In recent days, stablecoins issued by Tether, Inc. have been caught up in a flight to cash across many markets. The company is the most prominent among issuers of moneylike assets on public distributed ledgers, which have come to serve an infrastructural role in crypto finance transactions. Tether manages its tokens so as to keeps their price fixed at one dollar. That has proven difficult:
It seems like the perfect opportunity to remember that Tether is a bank, and that all banks are always at risk of a run.
Tether is a bank
The most basic banking activity is to intermediate between two groups of customers. One group faces a payment deficit, a need for cash, and so must borrow. The other group enjoys a payment surplus, cash in hand but not needed today. Between these two groups steps a bank, buying credit issued by the deficit agents and selling money to the surplus agents. A given bank will make its business by developing relationships with some particular set of deficit agents and some particular set of surplus agents.
Deficit agents thereby become able to pay their bills, surplus agents can enjoy the benefits of money unspent, and the bank collects interest or fees as compensation for its efforts. The creation of money and credit leaves in its wake a set of financial relationships, which can be written using T accounts like this:
Tether is a bank: it buys credit instruments and sells moneylike stablecoins. On the asset side of its balance sheet, it holds a portfolio consisting mostly of US Treasury securities and commercial paper. This is just like a money market mutual fund, another bank-like entity. The liability side is more innovative, consisting of tokenized moneylike claims trading on public distributed ledgers, mostly the Ethereum and Tron blockchains. I say that Tether’s stablecoins are moneylike, because they are meant to be fixed in price at one, and because they are meant to be redeemable on demand.

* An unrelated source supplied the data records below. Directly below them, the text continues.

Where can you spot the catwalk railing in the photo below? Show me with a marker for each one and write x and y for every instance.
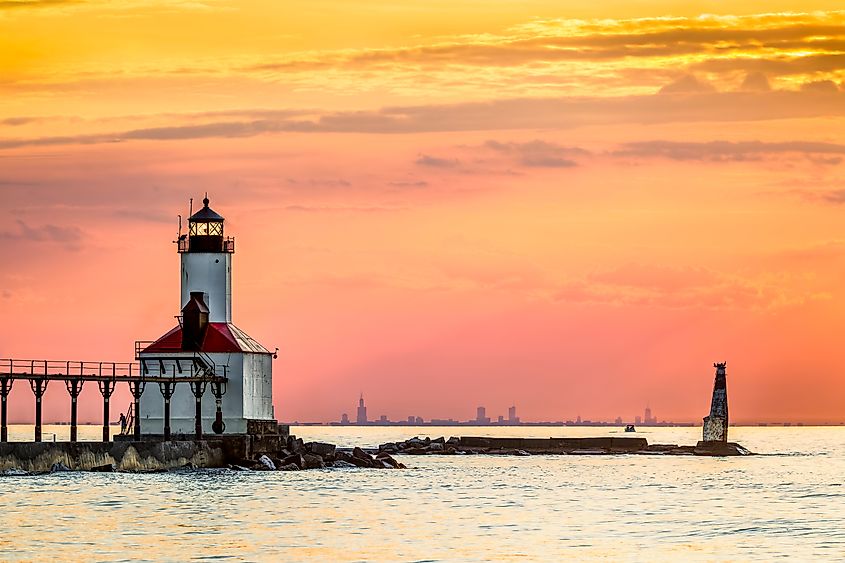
(166, 371)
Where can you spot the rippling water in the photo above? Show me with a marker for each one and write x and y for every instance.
(790, 503)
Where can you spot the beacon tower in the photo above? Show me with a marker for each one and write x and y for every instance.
(205, 336)
(716, 424)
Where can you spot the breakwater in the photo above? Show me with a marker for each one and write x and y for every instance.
(289, 453)
(605, 445)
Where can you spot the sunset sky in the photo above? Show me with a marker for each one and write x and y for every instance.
(576, 207)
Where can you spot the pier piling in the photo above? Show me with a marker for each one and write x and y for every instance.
(137, 388)
(198, 388)
(5, 389)
(39, 386)
(106, 388)
(166, 389)
(74, 388)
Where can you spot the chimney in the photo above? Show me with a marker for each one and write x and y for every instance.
(194, 322)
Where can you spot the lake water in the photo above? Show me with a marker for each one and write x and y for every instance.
(787, 503)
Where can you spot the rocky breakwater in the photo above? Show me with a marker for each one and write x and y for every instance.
(610, 445)
(299, 455)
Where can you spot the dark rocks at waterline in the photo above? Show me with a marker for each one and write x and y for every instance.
(609, 445)
(301, 455)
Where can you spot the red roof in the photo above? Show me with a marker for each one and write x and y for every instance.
(219, 337)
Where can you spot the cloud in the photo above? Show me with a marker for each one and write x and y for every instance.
(821, 86)
(597, 40)
(687, 84)
(720, 151)
(69, 236)
(505, 114)
(436, 162)
(539, 154)
(678, 287)
(755, 82)
(780, 65)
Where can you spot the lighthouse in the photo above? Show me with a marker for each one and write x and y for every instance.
(206, 341)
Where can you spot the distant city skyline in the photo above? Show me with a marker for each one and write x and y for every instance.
(482, 419)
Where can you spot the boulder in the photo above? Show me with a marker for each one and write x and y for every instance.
(358, 462)
(295, 444)
(387, 461)
(313, 461)
(320, 448)
(266, 463)
(289, 467)
(716, 448)
(361, 454)
(107, 468)
(295, 459)
(340, 464)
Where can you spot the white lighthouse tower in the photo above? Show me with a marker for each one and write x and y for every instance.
(205, 336)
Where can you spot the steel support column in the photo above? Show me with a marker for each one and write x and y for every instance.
(167, 389)
(106, 389)
(219, 389)
(74, 388)
(39, 386)
(137, 388)
(5, 389)
(198, 388)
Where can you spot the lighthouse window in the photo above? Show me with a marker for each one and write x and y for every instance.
(203, 229)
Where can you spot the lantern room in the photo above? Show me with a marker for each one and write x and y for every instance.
(205, 232)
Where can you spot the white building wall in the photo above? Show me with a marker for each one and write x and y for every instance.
(182, 404)
(258, 386)
(211, 273)
(249, 395)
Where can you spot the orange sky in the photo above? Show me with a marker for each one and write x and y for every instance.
(576, 207)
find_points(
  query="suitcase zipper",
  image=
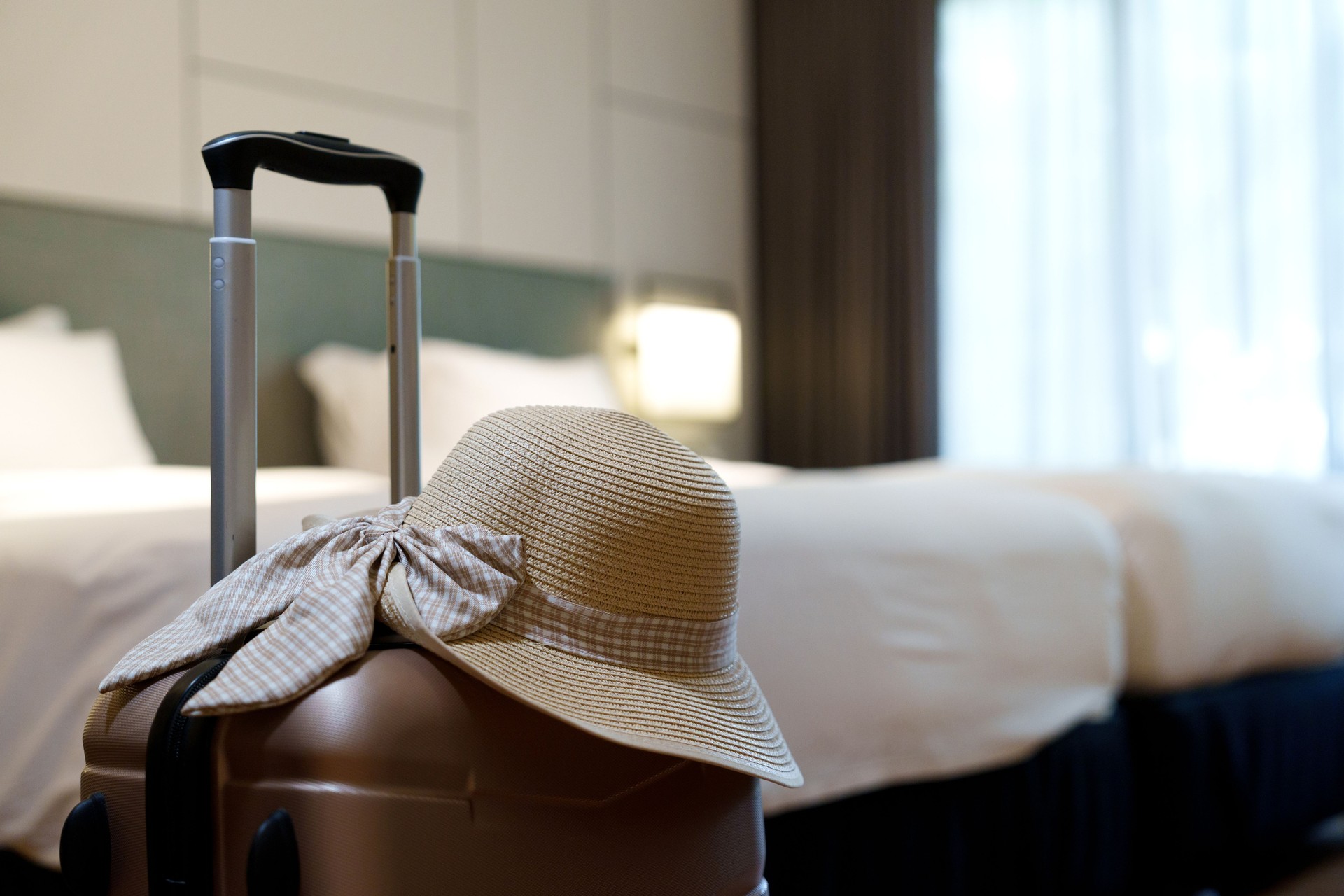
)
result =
(179, 789)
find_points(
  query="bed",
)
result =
(988, 679)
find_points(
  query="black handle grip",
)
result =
(234, 159)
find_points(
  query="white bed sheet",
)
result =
(90, 564)
(905, 628)
(1226, 575)
(923, 625)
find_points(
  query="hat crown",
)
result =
(615, 514)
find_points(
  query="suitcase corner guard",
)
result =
(86, 848)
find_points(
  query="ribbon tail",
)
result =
(217, 618)
(332, 621)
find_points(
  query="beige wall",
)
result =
(604, 134)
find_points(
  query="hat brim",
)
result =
(718, 718)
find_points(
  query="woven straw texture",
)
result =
(616, 516)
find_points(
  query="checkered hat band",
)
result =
(318, 594)
(655, 644)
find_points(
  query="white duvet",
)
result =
(90, 564)
(923, 625)
(905, 629)
(1225, 575)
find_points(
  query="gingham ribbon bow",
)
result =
(320, 590)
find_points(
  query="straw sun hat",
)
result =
(632, 542)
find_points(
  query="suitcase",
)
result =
(401, 774)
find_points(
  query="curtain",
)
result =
(846, 195)
(1142, 232)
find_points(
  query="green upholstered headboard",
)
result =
(148, 282)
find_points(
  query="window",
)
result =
(1142, 232)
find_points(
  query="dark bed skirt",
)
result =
(1208, 789)
(1056, 824)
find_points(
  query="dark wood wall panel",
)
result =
(846, 230)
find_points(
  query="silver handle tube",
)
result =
(233, 384)
(403, 339)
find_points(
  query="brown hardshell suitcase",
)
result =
(401, 774)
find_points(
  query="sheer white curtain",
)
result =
(1142, 232)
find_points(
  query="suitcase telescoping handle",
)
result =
(233, 160)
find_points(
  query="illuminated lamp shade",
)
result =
(689, 363)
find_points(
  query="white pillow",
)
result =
(65, 403)
(45, 318)
(460, 384)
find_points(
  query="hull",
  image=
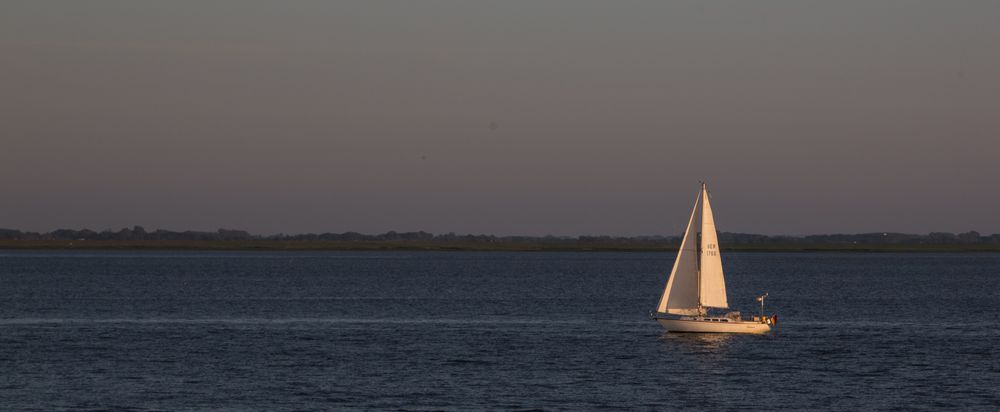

(Note that this version of the balance sheet is schematic and based on the limited information the company puts out.)
All banks face the possibility of a run
The basic problem created by arrangements like these is that any bank depends on the forebearance of those who hold the money it has issued. The bank pays its liabilities using the proceeds of its asset portfolio. These payments come in only over time, and cannot necessarily be collected early. If holders of the bank’s moneylike liabilities want their funds all at once, as they are entitled to do, the bank may struggle to meet their demands. If the flow of redemptions becomes large, the bank may need to sell assets out of its portfolio in order to keep up.
Every once in a while, some particular bank’s liability holders find they have to form a queue while they wait to get paid. This has happened enough times in the history of finance that it has a name: a bank run.
There have been banks and bank runs for centuries, but enough of the details change from decade to decade that periodic updating is required. An important example of institutional change has been the shift from bank-based credit to market-based credit. In a bank-based system, credit appears in the form of non-marketable loans, while money shows up in the form of bank deposits. In a market-based system, credit and money both come in the form of marketable securities.
Such institutional differences may matter, when push comes to shove, because they determine the order in which people get paid. 2008 was a crisis of the market-based credit system, and so the run on that system looked like a rush to sell securities. The result was intense pressure on the securities dealers that had to absorb a one-sided flow. Different institutional arrangements meant that the Panic of 1907 looked like depositors lining up in the streets.
This time is the same
Tether offers new institutional variation on the generic banking theme. The chief innovation is the company’s assertion that it is not subject to the regulations that govern banks or money market funds, on which basis it provides only minimal details about its assets. Another distinction is the functionality that stablecoins offer in programmable and unattended financial arrangements. This makes Tether an artery between off-chain and on-chain money, and so locates it squarely along the escape route from the wider crypto downturn.
Tether may well survive this bout. Still, the many technical innovations that arrived with cryptocurrencies have done nothing to change the logic of banking. That logic means that the risk of a run is always present, and sooner or later the real meaning of decentralized finance will become clear.
I would say a key distinction between banks and other issuers of short-term debt is that when banks issue deposit liabilities they buy a newly created credit instrument, when tether does so (buying a us treasury for example) its buying an asset already in circulation. Another would be that I assume non-banks settle most of their transactions with bank deposits, whereas banks settle their transactions with reserves, which would entail a hierarchal relationship not an equal one. Maybe the hierarchy has flattened with the numerous fed facilities. In any case, I could be just nitpicking here, but I’ve heard this line of thinking before (not just with stablecoins but with all non-bank FIs) and wanted to get your opinion. Are you using the word ‘bank’ just to describe issuers of short term liabilities where those liabilities are expected to maintain a stable value?
One larger difference between stablecoin liabilities and those issued by banks (deposits) and mmfs ($1 shares) is that stablecoin issuers also have the ability to defend their peg in the secondary market with their own liquidity resources. This seems to me a new function of this system and something a) not widely discussed, but also b) has many more unknowns as to how the stablecoin issuer will use it’s liquidity resources - is that to defend the secondary market price or will it be to satisfy redemptions. What is the interaction between one of these mechanisms on the other?
What are other thoughts on this? Are there other analogs that I may not be thinking of?